By choosing to wear a ring, I became part of Team #22KILL and committed to:

  • Research and learn about my local veteran service organizations and what their missions and needs are (As a member of and Secretary and Sergeant at Arms to my local American Legion Auxiliary post this is already a part of what I do, so I am upping my game).
  • Focus on veteran strengths and challenge negative attitudes around veteran “issues”.
  • Advocate for veterans in a positive light in any platform I have. (Guess what? You are going to read about it here from time to time).
  • Raise awareness to the issues of veteran suicide, and follow up with a positive solution through education and empowerment through programs offered from local nonprofits and veteran service organizations.
  • Believe that veterans are America’s greatest asset and learning to love them and showing them that I care!!!

How can you help?

  1. Support your local American Legion and Veteran’s of Foreign Wars posts. You can find more info about the American Legion here. You can learn more about the Veteran’s of Foreign Wars here.
  2. If you quality, join and volunteer for one of the organizations. Grandmothers, mothers, sisters, wives, and direct and adopted female descendants have the option of the American Legion Auxiliary or the VFW Auxiliary. Sons or grandsons of those eligible to be American Legion members have the option of the Sons of the American Legion.
  3. Become a Veterans’ Advocate and show your support with an Honor Ring.  100% of #22KILL  donations go directly towards veteran empowerment programs through Honor Courage Commitment, Inc. (official 501c3 tax-exempt charitable organization) and other partner nonprofit organizations. The purpose is to ensure that veterans are provided with the tools and knowledge to create an actionable plan upon leaving the service. This way, veterans are less likely to fall into what we call a “downward spiral” – which can include loss of identity and self-worth, depression, and drug and alcohol abuse.

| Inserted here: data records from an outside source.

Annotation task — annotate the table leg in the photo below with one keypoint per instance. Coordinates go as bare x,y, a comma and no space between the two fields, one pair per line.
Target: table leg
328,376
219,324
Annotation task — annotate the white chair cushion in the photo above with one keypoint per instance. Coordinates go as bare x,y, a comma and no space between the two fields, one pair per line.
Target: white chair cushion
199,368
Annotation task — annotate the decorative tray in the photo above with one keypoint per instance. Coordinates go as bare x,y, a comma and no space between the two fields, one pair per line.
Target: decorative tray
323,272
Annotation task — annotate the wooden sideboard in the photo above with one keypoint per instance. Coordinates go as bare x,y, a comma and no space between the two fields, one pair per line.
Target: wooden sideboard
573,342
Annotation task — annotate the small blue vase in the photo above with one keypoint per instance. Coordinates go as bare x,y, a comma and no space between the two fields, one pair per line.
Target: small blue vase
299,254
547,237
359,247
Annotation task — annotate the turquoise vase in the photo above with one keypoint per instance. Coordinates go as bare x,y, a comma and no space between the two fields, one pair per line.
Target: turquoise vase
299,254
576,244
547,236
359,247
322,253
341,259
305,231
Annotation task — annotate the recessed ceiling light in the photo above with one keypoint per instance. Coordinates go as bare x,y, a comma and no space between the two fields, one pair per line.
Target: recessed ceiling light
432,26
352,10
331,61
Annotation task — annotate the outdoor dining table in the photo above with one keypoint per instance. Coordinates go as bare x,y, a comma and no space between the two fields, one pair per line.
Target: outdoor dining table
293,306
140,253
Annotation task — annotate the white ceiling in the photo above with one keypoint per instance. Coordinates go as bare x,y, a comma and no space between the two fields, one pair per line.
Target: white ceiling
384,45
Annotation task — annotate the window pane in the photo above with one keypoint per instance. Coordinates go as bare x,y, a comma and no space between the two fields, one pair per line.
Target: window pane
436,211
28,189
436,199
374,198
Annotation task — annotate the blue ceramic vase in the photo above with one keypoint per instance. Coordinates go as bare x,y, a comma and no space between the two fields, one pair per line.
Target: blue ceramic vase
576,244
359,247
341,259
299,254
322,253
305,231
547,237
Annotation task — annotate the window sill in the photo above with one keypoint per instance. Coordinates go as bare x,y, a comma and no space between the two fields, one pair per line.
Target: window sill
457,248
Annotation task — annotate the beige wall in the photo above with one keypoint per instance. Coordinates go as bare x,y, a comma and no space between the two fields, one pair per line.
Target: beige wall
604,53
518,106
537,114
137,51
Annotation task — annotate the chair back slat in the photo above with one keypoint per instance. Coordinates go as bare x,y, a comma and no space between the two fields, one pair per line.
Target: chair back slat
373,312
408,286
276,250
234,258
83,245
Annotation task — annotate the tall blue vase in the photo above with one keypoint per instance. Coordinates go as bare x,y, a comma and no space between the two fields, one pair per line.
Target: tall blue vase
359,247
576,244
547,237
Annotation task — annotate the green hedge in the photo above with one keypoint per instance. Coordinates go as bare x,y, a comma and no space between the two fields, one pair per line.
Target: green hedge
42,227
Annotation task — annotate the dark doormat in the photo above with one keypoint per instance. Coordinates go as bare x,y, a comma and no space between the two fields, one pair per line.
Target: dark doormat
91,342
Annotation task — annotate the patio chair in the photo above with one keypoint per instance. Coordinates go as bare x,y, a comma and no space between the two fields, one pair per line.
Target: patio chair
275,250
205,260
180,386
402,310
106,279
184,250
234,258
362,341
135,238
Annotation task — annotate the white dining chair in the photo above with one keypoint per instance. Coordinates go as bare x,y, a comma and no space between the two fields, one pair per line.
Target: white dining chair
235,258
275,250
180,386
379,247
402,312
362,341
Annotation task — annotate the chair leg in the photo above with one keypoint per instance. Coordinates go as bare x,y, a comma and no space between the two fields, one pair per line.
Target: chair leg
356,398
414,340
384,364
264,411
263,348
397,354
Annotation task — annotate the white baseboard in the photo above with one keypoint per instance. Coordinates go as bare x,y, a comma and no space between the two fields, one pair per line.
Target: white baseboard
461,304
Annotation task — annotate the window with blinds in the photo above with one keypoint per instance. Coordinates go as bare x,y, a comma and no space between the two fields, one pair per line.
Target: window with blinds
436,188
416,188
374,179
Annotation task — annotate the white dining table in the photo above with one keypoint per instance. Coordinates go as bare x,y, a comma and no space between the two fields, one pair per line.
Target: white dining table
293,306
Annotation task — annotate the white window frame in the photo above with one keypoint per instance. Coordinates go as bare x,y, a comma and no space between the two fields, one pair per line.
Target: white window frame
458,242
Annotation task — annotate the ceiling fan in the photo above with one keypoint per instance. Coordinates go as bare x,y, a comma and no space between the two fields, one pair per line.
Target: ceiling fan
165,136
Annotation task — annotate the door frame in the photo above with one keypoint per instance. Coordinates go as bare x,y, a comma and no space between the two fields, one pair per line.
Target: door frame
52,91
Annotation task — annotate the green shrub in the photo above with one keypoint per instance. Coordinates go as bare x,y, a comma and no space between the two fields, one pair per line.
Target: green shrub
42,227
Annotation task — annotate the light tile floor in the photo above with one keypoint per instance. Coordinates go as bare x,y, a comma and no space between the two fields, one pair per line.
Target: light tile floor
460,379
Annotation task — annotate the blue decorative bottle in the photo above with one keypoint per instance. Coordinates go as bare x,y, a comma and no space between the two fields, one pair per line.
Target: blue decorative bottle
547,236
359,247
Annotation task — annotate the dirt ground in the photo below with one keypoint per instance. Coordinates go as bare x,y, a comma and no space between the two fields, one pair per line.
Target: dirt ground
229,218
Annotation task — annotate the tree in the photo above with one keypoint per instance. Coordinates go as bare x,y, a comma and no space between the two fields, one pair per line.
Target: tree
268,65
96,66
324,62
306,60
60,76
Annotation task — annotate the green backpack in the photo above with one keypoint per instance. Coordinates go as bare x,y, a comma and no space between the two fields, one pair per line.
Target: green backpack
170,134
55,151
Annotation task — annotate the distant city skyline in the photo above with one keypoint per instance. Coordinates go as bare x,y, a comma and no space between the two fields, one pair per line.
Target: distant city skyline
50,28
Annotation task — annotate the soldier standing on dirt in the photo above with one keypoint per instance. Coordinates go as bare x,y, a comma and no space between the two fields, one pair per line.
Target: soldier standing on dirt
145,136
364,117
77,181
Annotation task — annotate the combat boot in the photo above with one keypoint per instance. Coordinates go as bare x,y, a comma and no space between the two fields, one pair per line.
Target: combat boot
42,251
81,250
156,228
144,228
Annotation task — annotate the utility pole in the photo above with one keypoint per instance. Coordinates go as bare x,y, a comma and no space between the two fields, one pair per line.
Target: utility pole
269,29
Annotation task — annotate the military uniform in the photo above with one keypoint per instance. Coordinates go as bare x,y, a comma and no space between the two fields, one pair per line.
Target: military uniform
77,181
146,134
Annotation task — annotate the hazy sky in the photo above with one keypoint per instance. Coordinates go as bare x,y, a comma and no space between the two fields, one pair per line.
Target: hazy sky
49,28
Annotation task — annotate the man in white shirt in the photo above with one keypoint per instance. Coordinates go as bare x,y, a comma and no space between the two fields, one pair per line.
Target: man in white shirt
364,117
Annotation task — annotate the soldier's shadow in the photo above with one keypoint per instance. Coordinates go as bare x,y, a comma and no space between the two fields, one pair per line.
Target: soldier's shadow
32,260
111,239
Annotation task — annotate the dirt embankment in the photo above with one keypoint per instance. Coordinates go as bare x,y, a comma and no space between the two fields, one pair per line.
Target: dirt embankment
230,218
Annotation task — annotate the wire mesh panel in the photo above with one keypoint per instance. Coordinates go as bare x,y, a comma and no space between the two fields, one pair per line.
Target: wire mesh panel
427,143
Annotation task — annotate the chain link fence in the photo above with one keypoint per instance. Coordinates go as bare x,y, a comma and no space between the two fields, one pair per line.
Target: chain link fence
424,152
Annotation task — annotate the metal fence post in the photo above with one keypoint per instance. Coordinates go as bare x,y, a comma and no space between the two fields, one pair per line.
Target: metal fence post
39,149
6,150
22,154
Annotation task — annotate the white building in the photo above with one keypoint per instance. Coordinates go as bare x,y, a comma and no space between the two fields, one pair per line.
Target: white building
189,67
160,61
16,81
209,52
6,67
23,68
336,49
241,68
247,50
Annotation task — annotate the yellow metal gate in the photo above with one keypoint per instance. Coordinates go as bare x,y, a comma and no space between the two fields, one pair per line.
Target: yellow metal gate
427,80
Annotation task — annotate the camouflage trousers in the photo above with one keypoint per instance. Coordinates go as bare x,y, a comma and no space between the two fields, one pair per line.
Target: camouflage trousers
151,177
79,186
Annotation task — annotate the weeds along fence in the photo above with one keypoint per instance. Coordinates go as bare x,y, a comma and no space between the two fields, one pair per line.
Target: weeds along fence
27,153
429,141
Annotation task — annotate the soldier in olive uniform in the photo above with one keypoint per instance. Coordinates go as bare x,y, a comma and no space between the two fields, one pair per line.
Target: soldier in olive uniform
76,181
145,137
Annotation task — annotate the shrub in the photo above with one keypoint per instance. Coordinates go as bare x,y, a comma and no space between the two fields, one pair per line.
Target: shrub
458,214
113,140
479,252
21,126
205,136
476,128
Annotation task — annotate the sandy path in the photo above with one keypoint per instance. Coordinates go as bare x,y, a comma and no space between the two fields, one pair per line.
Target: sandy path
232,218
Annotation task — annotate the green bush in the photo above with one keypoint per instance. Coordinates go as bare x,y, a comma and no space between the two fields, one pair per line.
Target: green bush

My membership to and participation in my local American Legion Auxiliary post is my way of supporting those who served to protect the freedoms I enjoy today. In the spirit of Service, Not Self, it is the mission of the American Legion Auxiliary to support The American Legion and to honor the sacrifice of those who serve by enhancing the lives of our veterans, military, and their families, both at home and abroad. For God and Country, we advocate for veterans, educate our citizens, mentor youth, and promote patriotism, good citizenship, peace and security.

Will you join me in supporting and honoring those who serve?